“Well, I can’t say I feel very well,” said Mr. Toosypegs, mournfully. “I’m sort of restless, and can’t sleep of nights!”

“Ah! that’s owing to the musketoes!” said Pet. “That ain’t dangerous. Go on.”

“No, Miss Pet, it’s not the musketoes; it’s my feelings,” said Mr. Toosypegs, with increased mournfulness. “I’ve lost my appetite!”

“Well, I’m sure I don’t wonder at that, either,” again interrupted Pet. “Miss Priscilla half-starves you over there—I know she does. Just you come over and dine with us two or three times a week, at Heath Hill, and you’ll be astonished slightly at the way you’ll find your appetite again. Oh, I don’t despair of you at all!”
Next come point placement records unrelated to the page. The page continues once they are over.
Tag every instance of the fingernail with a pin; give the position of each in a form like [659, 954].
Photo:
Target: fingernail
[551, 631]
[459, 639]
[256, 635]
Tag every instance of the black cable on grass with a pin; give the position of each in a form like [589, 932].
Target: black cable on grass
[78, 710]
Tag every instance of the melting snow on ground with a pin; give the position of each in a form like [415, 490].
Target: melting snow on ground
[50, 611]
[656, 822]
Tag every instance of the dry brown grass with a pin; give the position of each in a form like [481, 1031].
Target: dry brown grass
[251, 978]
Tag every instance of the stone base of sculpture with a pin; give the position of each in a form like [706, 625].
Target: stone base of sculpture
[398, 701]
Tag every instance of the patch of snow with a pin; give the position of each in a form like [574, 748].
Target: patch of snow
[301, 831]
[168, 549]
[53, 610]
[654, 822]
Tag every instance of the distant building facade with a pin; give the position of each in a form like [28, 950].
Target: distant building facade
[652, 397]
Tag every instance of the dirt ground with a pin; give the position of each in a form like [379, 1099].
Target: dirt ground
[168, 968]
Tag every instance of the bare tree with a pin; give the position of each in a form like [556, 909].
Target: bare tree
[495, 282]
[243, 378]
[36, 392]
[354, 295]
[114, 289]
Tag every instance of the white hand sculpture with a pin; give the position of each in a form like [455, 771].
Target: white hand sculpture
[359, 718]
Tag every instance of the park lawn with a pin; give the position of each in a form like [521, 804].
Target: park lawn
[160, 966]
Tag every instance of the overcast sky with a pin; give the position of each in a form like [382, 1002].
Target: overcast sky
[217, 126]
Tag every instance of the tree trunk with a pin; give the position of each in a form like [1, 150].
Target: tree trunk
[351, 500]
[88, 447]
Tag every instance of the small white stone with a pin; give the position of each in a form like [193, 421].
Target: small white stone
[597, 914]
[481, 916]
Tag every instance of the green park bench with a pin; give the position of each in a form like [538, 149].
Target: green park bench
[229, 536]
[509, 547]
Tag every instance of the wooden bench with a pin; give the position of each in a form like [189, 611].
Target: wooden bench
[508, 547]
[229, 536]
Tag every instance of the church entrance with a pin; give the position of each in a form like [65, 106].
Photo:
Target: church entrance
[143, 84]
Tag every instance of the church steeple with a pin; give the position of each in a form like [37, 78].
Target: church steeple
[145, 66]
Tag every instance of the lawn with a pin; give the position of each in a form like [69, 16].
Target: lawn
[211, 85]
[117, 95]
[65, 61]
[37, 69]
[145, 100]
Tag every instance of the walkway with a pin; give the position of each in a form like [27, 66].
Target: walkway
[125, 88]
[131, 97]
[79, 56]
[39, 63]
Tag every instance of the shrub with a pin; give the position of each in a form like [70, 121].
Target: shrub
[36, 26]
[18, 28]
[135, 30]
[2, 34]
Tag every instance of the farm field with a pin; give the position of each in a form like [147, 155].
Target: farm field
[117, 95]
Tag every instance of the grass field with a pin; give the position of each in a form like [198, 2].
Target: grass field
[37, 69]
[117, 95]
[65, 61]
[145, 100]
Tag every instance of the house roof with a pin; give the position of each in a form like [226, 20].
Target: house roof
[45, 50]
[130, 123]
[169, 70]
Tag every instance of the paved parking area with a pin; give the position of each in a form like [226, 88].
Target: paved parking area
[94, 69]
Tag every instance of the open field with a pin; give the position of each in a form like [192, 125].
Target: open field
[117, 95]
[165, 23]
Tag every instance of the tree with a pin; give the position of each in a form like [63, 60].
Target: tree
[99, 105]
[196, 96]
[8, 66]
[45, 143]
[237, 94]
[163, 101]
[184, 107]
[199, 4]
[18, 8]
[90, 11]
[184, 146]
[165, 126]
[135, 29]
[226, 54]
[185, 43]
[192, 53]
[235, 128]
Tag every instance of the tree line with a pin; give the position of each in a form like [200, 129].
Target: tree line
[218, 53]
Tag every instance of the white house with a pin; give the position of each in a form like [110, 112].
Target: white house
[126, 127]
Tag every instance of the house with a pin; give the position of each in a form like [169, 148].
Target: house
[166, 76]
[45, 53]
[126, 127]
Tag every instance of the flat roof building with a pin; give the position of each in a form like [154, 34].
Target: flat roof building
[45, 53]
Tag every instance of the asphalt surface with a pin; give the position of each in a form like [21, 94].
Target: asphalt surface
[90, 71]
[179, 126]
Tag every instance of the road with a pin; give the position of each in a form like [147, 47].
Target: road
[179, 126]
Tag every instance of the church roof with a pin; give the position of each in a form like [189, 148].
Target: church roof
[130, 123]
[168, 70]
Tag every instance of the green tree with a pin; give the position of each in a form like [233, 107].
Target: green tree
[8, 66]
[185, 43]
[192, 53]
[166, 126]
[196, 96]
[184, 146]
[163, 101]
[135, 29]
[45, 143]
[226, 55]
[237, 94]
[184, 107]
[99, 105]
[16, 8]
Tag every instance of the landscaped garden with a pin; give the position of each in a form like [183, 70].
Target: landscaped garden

“Miss Pet,” burst out Mr. Toosypegs, in a sort of desperation, “it’s very good of you to ask me, and I’m very much obliged to you; but you don’t understand my feelings at all. It’s an unfortunate attachment—”
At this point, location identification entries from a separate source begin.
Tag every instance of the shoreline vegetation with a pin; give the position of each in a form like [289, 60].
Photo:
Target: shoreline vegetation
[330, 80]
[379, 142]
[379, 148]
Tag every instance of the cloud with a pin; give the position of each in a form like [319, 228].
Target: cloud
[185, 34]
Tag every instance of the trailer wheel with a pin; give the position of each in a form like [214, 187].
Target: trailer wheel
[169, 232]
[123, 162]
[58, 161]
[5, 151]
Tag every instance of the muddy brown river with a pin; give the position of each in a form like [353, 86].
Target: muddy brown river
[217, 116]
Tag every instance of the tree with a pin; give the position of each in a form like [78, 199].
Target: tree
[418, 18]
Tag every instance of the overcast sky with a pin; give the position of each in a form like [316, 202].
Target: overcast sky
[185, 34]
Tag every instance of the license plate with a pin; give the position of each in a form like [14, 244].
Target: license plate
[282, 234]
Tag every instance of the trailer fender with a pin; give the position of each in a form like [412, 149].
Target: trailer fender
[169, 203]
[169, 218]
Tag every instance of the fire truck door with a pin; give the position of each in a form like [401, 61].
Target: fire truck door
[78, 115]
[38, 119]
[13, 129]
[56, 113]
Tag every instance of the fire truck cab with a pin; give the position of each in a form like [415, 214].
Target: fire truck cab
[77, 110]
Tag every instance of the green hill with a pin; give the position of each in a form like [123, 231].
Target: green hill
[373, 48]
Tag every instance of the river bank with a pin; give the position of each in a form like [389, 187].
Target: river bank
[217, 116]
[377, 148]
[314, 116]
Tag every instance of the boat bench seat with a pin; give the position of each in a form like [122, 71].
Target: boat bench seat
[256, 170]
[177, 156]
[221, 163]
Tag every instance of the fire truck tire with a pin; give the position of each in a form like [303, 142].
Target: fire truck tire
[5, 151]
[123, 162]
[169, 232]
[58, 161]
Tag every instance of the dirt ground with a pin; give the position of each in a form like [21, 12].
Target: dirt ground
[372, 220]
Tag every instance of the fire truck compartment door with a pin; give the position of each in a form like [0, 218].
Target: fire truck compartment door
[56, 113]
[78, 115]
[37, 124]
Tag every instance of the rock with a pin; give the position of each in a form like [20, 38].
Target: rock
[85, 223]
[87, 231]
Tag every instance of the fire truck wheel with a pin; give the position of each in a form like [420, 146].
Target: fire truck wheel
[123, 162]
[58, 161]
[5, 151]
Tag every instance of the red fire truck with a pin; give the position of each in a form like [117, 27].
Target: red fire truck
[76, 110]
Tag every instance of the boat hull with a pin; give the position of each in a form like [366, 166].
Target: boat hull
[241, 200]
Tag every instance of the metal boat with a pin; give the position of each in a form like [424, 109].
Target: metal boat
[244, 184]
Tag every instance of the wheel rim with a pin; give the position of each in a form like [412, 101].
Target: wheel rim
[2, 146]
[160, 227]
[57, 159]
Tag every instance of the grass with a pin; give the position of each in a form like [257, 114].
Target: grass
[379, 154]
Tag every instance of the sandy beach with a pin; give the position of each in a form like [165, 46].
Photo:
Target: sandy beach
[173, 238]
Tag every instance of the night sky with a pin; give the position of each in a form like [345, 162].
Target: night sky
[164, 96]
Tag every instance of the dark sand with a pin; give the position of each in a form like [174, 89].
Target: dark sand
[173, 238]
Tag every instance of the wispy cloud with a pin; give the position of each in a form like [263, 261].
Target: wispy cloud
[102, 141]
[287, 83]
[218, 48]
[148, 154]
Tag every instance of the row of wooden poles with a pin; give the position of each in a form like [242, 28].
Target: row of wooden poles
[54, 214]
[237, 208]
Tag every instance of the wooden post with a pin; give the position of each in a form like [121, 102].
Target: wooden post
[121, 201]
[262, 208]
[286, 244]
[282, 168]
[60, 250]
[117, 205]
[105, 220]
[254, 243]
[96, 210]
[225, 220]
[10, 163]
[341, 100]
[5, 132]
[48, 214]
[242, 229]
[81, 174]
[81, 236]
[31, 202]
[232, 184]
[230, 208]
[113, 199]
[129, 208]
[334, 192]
“An attachment?” exclaimed Pet. “Whew! that is bad. Why, Orlando, I didn’t think you owed anybody anything. When was this attachment issued against you?”

“Oh, Miss Pet! can’t you understand? My gracious! that ain’t the sort of attachment I mean at all. It’s not legal—”

“Then it’s illegal,” said Miss Pet, with a profoundly-shocked expression of countenance. “Why, Mr. Toosypegs, where do you expect to go to? I never expected to have any such confession from your lips. An illegal attachment! Mr. Toosypegs, the community generally look upon you as a highly exemplary young man, but I feel it my painful duty to announce to them immediately how they have been deceived. An illegal attachment! Oh, my stars and garters! Excuse me, Mr. Toosypegs, but after such a highly improper confession, I must bid you good-morning. No young and unsuspecting female like me can be seen with propriety in your company for the future. I am very sorry, Mr. Toosypegs, and I should never have suspected you of such shocking conduct had you not confessed it yourself.” And Pet drew herself up, and put on that severely moral expression only seen on the faces of school-mistresses and committeemen when lecturing young ideas on the proper way to shoot.

“Good gracious!” exclaimed Mr. Toosypegs, in a distracted tone, nearly driven out of his senses by this harangue. “Oh, land of hope! was a fellow that never done nothing to nobody ever talked to like this before? By granny! it’s enough to make a fellow get as mad as anything; so it is! Why, Miss Pet, I haven’t done anything improper—I wouldn’t for any price; upon my word and honor, I wouldn’t. I’ve fell in love with—a—with—a young lady, and I don’t see where’s the harm of it. It’s unkind of you, Miss Pet, to speak so, and I don’t see what I’ve ever done to deserve it. You mean real well, I’m sure, but it makes a fellow feel bad to be talked to in this way all the time,” said Mr. Toosypegs, with a stifled whimper.

“Well, there, don’t cry, Orlando,” said Pet, soothingly, “and I won’t say another word. What young lady have you had the misfortune to fall in love with?”